Compare interest rates: Banks in India offer student loans for studies abroad at different interest rates. For example while ICICI banks offers a loan of up to Rs 20 lakh at an annual interest rate of 15 per cent, SBI offers an interest rate of 13.75 per cent for amounts between 4-7.5 lakh and 11.75 per cent for over Rs 7.5 lakh. However, there are different coverages under the loan that must also be considered, like inclusion of tuition fees, travel expenses, cost of hostel and cost of books etc. which are a part of the loan clauses. The loan that overall suits your requirement must be pursued.

Check for banks in liaison with your future institution for concessions: Certain universities abroad are recognised by some of the leading lenders in the country and have a student loan liaison with them. Always check this aspect before taking up the loan. You may also want to consider the fact that the loan amount that you apply for and may not really match the actual amount you receive owing to currency rate fluctuations.
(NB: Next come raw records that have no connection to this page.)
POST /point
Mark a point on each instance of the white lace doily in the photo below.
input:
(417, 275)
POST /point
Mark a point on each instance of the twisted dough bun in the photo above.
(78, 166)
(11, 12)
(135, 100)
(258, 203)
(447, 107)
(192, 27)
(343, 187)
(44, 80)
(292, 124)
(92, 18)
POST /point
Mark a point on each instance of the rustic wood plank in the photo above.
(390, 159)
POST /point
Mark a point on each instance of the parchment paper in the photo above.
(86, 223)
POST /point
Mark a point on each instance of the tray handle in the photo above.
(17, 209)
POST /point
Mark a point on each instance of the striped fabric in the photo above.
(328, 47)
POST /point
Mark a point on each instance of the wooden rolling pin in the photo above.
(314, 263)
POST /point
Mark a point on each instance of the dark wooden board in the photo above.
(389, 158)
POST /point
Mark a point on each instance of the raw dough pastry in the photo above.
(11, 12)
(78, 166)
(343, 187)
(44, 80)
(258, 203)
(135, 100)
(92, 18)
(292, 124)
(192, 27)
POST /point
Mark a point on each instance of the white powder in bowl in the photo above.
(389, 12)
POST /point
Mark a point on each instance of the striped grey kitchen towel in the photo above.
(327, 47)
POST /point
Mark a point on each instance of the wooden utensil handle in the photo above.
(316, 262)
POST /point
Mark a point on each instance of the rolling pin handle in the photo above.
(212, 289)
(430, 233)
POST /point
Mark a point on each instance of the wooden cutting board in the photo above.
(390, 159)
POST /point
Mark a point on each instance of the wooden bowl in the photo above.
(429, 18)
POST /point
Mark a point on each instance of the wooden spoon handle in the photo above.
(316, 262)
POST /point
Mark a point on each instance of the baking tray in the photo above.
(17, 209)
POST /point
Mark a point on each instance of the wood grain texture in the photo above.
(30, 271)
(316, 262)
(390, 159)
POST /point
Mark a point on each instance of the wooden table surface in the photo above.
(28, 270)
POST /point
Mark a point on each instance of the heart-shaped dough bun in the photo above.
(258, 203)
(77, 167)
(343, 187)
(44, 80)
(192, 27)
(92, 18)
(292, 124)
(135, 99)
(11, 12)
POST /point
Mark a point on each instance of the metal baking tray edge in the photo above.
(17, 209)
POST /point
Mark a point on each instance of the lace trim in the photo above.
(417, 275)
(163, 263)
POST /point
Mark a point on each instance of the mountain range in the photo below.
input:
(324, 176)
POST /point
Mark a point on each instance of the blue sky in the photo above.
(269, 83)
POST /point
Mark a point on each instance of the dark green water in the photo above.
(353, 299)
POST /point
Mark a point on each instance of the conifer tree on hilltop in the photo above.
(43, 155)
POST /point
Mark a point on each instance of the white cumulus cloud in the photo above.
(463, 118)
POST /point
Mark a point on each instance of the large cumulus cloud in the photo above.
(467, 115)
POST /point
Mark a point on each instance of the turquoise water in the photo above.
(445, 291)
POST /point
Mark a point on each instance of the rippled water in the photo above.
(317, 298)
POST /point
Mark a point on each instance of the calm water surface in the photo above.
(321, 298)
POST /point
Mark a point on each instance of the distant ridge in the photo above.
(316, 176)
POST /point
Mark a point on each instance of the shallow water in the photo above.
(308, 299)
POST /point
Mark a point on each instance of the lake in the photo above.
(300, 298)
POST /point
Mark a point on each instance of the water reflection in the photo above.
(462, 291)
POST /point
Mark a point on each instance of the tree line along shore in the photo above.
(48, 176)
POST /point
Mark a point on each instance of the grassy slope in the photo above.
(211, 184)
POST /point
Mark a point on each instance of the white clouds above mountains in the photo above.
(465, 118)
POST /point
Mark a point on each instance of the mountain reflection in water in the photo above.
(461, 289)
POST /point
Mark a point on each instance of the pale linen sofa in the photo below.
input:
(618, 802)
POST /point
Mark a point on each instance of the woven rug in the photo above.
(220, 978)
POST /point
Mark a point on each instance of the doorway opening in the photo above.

Therefore, for forex requirements, always choose a currency exchanger that hedges you from the market fluctuations by offering live rates.

Keep all documents ready: A loan is a complicated process and wherever money is involved, documentation will be involved. As you survey the banks for their loan process, also check on the list of documents needed for applying for a student loan for overseas education.

You will need a cosigner: Any student loan for a value over Rs5 lakh will require a cosigner. This is mostly a parent who will be a joint owner of the loan and will have to agree to pay the debt in case you are unable to pay back the loan on time. The cosigner will need to have a good credit record and will also need to submit certain documents for your loan to get through.

Check for repayment period clause: Most loans have a moratorium period after which you are needed to pay back the money through EMIs. Check this clause carefully as you need to arrange for the money to be paid back after the said duration and accordingly arrange for it or pick up a part time job.

Banks are extremely cautious while disbursing the loans owing to the bad loans that they have to suffer. So, keeping your papers in order may help you to speed up your process and take you a step closer to your dream of studying abroad.

The writer is chief exeucutive officer and co-founder, Bookmyforex.